“Empire of Horses: The First Nomadic Civilization and the Making of China” by John Man

(Metropolitan Museum of Art)

“Oooh,” said the Brooklyn lady, rapturously to her companion, “Shirley, that would look great on you.” She was pointing at the dazzling 24-karat reindeer broach in the Metropolitan Museum’s 1975 show “The Gold of the Scythians”. Our fascination with the nomads of the steppe has only increased since then, while our knowledge about them has grown by leaps and bounds. John Man’s Empire of Horses is an attempt to evoke the glory and glamor of the Xiongnu empire, as he has done previously with the Mongol empire.  The problem lies in the fact that while everyone knows about Genghis Khan, only specialists know about the chanyus (khans) of the Xiongnu. There is a risk that the story will be as dry as the Gobi desert.

The main story-line follows that of most nomadic empires. A charismatic leader, Modun, unites several clans and uses the mobility, autonomy and unpredictability of nomad cavalry to great advantage against the cities and farmlands of the sedentary Chinese. The year is 209 BC. The Chinese can only riposte at great expense, mobilizing armies, transport and forage. When they invade the steppe, the nomads vanish over the horizon, untouchable. The Chinese decide it is less costly and more reliable to simply buy off the Xiongnu with gifts. The Xiongnu use these gifts to cement their prestige, secure the loyalty of the wandering tribes, and build a long-lasting confederation. In essence this story is repeated over and over throughout Chinese history, until the Qianlong Emperor’s devastating war (1755-1757) against the Dzungars destroys the last nomadic threat to China.

 

Empire of Horses: The First Nomadic Civilization and the Making of China, John Man (Pegasus, February 2020; Bantam, July 2019)
Empire of Horses: The First Nomadic Civilization and the Making of China, John Man (Pegasus, February 2020; Corgi, January 2020)

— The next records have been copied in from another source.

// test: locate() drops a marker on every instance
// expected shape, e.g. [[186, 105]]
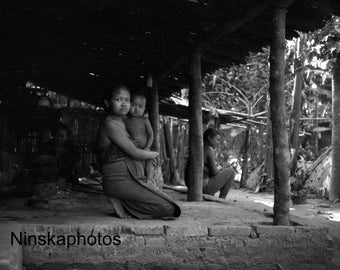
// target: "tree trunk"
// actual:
[[245, 157], [196, 128], [334, 189], [296, 112], [278, 117]]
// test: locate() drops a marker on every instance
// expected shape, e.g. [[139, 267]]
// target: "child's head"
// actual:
[[138, 104], [117, 100]]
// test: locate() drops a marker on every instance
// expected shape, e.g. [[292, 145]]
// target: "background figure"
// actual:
[[63, 150], [140, 130], [214, 179]]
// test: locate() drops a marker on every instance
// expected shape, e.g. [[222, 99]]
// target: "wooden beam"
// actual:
[[196, 128], [233, 25], [218, 34], [180, 61]]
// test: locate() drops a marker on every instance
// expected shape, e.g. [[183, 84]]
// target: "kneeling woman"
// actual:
[[215, 179], [121, 164]]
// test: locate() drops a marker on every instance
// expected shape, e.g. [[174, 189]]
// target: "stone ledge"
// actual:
[[10, 254], [183, 247]]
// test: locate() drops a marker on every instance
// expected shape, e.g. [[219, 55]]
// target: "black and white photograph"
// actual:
[[169, 134]]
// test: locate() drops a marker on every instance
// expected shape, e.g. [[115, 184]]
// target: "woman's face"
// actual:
[[214, 141], [120, 102]]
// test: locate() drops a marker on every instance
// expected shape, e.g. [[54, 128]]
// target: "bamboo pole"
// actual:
[[196, 128], [279, 115]]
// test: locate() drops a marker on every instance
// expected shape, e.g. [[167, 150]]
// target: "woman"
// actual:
[[121, 164], [215, 179]]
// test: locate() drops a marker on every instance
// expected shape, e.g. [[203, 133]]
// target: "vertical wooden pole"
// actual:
[[334, 189], [245, 157], [196, 128], [154, 116], [296, 111], [269, 164], [279, 115]]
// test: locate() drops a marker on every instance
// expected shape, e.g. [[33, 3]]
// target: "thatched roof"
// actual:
[[78, 46]]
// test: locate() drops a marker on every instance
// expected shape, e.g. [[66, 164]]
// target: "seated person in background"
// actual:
[[140, 130], [214, 179], [63, 150]]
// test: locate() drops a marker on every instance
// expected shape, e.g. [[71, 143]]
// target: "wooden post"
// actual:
[[171, 150], [296, 112], [279, 115], [196, 128], [154, 116], [245, 157], [334, 189]]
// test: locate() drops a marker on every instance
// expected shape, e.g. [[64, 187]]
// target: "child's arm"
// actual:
[[149, 131]]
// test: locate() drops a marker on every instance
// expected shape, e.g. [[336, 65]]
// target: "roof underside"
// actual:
[[77, 47]]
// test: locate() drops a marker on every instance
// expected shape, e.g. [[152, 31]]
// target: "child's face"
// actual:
[[138, 106], [120, 102]]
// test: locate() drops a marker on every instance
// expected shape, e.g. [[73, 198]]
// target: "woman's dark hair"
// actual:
[[210, 132], [60, 126]]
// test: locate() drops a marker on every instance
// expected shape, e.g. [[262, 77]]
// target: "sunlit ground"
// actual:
[[333, 215]]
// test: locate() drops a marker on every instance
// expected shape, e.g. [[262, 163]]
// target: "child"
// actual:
[[140, 130]]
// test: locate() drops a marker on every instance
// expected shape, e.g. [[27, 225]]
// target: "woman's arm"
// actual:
[[150, 134], [116, 133], [211, 162]]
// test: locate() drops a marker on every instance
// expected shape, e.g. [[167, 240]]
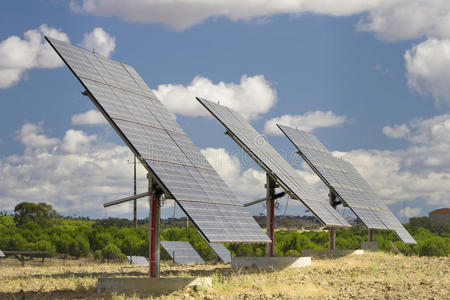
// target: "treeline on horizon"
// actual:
[[38, 227]]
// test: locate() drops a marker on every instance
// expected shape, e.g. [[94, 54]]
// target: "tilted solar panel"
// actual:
[[163, 148], [138, 260], [347, 183], [272, 162], [222, 252], [182, 252]]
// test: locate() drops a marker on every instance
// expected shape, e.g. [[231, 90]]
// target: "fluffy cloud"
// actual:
[[180, 15], [91, 117], [388, 19], [409, 212], [100, 41], [393, 20], [247, 185], [77, 173], [306, 122], [18, 55], [398, 131], [428, 68], [420, 171], [252, 96]]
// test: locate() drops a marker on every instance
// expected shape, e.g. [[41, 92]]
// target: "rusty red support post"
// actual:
[[154, 230], [332, 238], [270, 209], [370, 235]]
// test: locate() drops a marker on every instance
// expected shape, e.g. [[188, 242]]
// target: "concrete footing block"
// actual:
[[369, 246], [331, 253], [150, 286], [270, 263]]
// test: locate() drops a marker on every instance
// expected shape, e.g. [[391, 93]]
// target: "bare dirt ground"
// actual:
[[368, 276]]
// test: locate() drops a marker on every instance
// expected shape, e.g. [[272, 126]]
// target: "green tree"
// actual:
[[40, 213]]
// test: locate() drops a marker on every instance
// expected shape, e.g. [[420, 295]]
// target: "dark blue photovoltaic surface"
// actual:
[[273, 163], [347, 183], [162, 146]]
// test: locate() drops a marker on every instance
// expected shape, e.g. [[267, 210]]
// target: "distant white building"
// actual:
[[441, 215]]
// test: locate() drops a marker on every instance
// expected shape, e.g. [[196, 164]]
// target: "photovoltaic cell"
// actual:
[[222, 252], [161, 145], [347, 183], [272, 162], [182, 252], [138, 260]]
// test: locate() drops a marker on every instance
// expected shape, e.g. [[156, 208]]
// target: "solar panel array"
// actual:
[[138, 260], [164, 149], [272, 162], [222, 252], [182, 252], [347, 183]]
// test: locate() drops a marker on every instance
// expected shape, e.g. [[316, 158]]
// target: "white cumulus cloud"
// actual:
[[17, 55], [77, 173], [388, 19], [181, 15], [100, 41], [251, 97], [428, 68], [91, 117], [398, 131], [393, 20], [419, 171], [247, 184], [409, 212], [305, 122], [20, 54]]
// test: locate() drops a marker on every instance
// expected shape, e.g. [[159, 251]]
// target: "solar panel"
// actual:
[[222, 252], [182, 252], [161, 145], [272, 162], [138, 260], [351, 188]]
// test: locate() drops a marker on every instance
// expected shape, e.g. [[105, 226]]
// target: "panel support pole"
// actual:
[[332, 238], [332, 198], [154, 228], [270, 206], [370, 235], [135, 191]]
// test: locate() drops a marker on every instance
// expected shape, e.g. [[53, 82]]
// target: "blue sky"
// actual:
[[369, 80]]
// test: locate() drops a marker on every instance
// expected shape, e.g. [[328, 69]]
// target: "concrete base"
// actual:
[[151, 286], [331, 253], [369, 246], [270, 263]]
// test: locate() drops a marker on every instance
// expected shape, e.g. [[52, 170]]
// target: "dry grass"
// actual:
[[369, 276]]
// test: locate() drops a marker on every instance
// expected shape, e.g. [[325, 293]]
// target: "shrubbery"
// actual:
[[45, 230]]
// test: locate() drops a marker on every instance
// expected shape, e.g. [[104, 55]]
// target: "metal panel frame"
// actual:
[[374, 207], [257, 235], [260, 162]]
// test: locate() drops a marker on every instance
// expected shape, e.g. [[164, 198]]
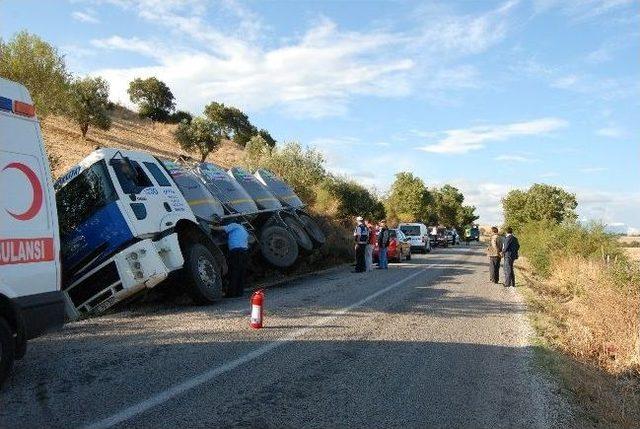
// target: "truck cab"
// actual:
[[125, 226], [30, 297]]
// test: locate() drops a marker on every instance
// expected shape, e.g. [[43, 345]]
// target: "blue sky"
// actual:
[[488, 96]]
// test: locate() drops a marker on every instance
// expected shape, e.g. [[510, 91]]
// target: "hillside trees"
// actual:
[[232, 121], [200, 135], [408, 199], [539, 203], [153, 97], [89, 104], [28, 59]]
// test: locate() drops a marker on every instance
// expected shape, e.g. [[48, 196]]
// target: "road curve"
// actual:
[[428, 343]]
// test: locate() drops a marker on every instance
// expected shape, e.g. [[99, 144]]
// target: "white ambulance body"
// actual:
[[30, 297]]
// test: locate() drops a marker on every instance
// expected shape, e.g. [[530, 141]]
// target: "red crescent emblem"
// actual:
[[36, 202]]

The central question in Man’s book is how the Xiongnu became the first nomadic civilization. He posits a threat-response phenomenon. Just as the Chinese became more centralized and warlike under the first Qin Emperor (he of the terracotta army), so the threat of this powerful neighbor may have inspired the nomads, or scared them, into forming a military power capable of resisting the Qin. He makes it clear that in so doing the Xiongnu created a sophisticated and wealthy society, undeserving of the sobriquet “barbarian”.

Man brings a school-boy’s boundless enthusiasm for the steppe. He delights in the survival of Xiongnu superstitions practiced by modern Mongols. He thrills to long drives over unpaved roads to visit excavations, abandoned forts, or imaginative Chinese monuments, like the one commemorating Roman legionnaires  in remote Liqian. The best parts of the book recount his own travels and encounters with Mongol and Chinese archaeologists who are doggedly recovering the lost world of the Xiongnu from below the icy steppe. His catalogue of newly discovered artifacts is fascinating.

It’s good that Man offers us this perspective on the Xiongnu because their narrative history itself is thin. Most of what we know comes from Sima Qian’s Annals, the “Shiji”. Like Thucydides, Sima Qian includes many invented speeches and imagined anecdotes, but unlike Thucydides who gives his protagonists an equal hearing, Sima Qian finds the Xiongnu too barbaric, too impenetrable.  They are shadow figures in Chinese history, who do not really come to life. As a result the historical passages in Man’s book suffer from too many details from the “Shiji”, and the Xiongnu are occasionally forgotten.

 

China’s relations with the Xiongnu involved offering Han princesses or high-born young women to the Xiongnu khans as brides.  The story of the most beautiful of them, Zhaojun, became progressively more romanticized and fanciful until it crystallized into the Yuan dynasty opera “Autumn in the Han Palace”.  Citing the story of these women exiled in the icy North, brings a more human touch to the epic of the Xiongnu than the embroiled plots of Sima Qian.

Readers will be impressed with the writer’s engaging approach to the subject, far removed in style from Maenchen-Helfen’s magisterial work on the Huns—which sadly manages to be boring. This is avoided here by Man’s inexhaustible flashes of erudition. The Xiongnu remain a shadowy people, but as their graves are excavated, their story comes more and more into daylight.


David Chaffetz is the author of Three Asian Divas: Women, Art and Culture in Shiraz, Delhi and Yangzhou (Abbreviated Press, November 2019) and Raiders, Rulers, and Traders: The Horse and the Rise of Empire (WW Norton, July 2024).